People in the Charlotte area who are planning what will happen with their wealth after they die may want to include charitable giving in that plan.
Many North Carolina residents have causes and organizations which are dear to them. Speaking more generally, they may also think it right to give some or even most of their wealth away to charity.
Most charitable gifts and bequests are tax exempt provided the gift goes to a qualified organization. Donations to charity can also reduce a person’s income tax liability.
However, these are not the only financial advantages a well-crafted charitable giving plan can offer. For example, a person with an IRA that is not a Roth IRA must make withdrawals after a certain age. Those withdrawals are taxable.

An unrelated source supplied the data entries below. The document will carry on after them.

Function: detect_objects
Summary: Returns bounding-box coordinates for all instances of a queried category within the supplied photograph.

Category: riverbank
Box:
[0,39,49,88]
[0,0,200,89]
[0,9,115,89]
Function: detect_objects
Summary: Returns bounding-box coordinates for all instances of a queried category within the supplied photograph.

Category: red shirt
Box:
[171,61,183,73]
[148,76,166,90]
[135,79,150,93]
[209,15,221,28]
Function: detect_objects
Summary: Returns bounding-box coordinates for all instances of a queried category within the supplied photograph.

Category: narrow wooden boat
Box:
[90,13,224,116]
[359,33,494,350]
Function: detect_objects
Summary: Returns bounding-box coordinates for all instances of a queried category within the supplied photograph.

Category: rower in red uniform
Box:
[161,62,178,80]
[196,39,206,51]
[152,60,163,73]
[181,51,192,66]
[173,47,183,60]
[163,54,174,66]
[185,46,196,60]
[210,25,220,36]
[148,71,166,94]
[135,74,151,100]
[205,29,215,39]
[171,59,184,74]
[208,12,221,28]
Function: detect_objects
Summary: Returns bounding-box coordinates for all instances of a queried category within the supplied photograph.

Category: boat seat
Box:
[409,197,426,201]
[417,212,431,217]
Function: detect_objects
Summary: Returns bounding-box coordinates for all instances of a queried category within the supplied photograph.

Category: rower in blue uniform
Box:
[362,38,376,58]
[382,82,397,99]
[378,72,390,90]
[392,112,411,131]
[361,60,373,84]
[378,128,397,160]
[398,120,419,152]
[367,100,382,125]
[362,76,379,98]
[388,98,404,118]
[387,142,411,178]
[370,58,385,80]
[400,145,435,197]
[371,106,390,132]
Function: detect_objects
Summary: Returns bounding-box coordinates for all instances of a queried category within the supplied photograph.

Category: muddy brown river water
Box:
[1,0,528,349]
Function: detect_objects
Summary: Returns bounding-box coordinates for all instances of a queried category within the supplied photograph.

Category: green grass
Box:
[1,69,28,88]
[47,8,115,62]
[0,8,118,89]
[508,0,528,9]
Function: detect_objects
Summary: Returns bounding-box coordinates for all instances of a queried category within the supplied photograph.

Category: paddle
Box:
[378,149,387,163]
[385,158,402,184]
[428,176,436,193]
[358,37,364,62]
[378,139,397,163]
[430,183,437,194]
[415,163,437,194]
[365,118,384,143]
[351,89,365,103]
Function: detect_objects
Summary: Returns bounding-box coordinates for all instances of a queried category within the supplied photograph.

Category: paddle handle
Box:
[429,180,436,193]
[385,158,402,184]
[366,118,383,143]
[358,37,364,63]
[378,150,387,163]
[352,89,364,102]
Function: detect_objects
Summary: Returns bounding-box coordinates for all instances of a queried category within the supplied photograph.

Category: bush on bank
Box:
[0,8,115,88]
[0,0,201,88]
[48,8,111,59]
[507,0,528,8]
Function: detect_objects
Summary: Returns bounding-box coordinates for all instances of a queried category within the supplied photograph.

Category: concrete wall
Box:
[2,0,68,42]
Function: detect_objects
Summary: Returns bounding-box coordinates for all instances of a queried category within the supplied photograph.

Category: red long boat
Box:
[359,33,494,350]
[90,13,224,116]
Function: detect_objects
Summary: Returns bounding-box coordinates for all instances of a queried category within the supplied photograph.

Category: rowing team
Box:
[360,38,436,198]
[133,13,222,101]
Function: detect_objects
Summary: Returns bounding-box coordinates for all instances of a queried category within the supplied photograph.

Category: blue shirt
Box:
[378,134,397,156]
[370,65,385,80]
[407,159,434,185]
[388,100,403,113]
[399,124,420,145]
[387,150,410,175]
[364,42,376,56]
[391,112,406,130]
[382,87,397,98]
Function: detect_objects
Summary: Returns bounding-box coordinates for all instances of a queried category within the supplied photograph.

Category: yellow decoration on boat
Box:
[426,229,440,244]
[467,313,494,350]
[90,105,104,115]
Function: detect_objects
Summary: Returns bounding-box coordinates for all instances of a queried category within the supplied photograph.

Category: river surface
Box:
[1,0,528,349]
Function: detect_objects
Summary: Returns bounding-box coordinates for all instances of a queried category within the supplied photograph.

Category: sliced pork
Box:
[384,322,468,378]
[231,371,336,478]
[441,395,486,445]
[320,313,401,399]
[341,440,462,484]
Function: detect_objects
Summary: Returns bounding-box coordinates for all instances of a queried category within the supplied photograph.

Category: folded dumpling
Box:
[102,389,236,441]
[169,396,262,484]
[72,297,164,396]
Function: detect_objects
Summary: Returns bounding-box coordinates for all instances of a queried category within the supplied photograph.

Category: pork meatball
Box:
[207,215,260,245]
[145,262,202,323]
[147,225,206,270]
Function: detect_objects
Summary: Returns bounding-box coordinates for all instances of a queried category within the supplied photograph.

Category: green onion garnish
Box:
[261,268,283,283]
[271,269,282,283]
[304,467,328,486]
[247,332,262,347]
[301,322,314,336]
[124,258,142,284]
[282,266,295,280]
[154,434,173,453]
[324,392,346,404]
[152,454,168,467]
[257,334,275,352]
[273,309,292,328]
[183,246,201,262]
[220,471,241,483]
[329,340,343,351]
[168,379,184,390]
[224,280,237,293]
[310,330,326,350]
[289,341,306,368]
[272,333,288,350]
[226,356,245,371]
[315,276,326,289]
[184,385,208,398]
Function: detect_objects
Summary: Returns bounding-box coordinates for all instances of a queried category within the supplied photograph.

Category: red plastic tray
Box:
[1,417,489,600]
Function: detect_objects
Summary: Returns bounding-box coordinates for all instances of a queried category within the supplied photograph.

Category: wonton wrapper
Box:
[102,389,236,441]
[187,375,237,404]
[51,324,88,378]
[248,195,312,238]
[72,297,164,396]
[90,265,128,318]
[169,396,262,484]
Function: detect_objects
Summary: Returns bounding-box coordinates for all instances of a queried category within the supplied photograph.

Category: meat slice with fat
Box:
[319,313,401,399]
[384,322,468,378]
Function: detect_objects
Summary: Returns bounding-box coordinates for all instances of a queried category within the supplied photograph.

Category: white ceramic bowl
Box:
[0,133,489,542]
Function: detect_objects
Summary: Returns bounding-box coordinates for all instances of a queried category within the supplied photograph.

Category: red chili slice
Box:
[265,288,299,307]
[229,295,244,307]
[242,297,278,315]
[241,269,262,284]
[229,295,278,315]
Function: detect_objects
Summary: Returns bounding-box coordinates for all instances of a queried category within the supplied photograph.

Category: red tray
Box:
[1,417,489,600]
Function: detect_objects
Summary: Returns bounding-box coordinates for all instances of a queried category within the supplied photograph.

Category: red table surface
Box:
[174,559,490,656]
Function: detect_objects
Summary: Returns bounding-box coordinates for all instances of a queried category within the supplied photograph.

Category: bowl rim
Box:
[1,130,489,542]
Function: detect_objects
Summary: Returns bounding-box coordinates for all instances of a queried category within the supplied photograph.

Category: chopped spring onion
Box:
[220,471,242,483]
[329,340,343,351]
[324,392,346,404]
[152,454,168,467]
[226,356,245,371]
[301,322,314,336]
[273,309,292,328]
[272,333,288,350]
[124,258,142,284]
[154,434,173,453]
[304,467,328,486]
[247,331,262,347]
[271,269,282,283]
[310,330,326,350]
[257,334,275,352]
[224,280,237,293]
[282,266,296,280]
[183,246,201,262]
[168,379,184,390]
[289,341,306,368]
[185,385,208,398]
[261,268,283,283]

If a person with an IRA takes advantage of a qualified charitable distribution, however, then the money donated to the qualified charity is not taxed. The standard deduction also remains fully available to the person after a distribution.
In practice this means that the taxpayer gets the advantage of a tax-incentivized charitable donation and the standard deduction, which is a net larger write-off.
A Charitable Remainder Trust may be a good option for North Carolina families
Another useful planning tool for charitable giving is a Charitable Remainder Trust.
To give an overview of these types of trusts, the person who creates the trust must make it irrevocable, meaning he or she will have no power to end the trust and take back the property in it.
The trust document will specify that income will be paid to certain beneficiaries, loved ones for example, for a certain number of years. At the designated time, what is left in the trust will go to charity.
This setup has multiple tax advantages, and it also allows a Charlotte resident both to provide for loved ones and to donate to charity.
It is important for those who wish to create an estate plan which includes charitable giving to understand their options and have experienced professional assistance with carrying them out.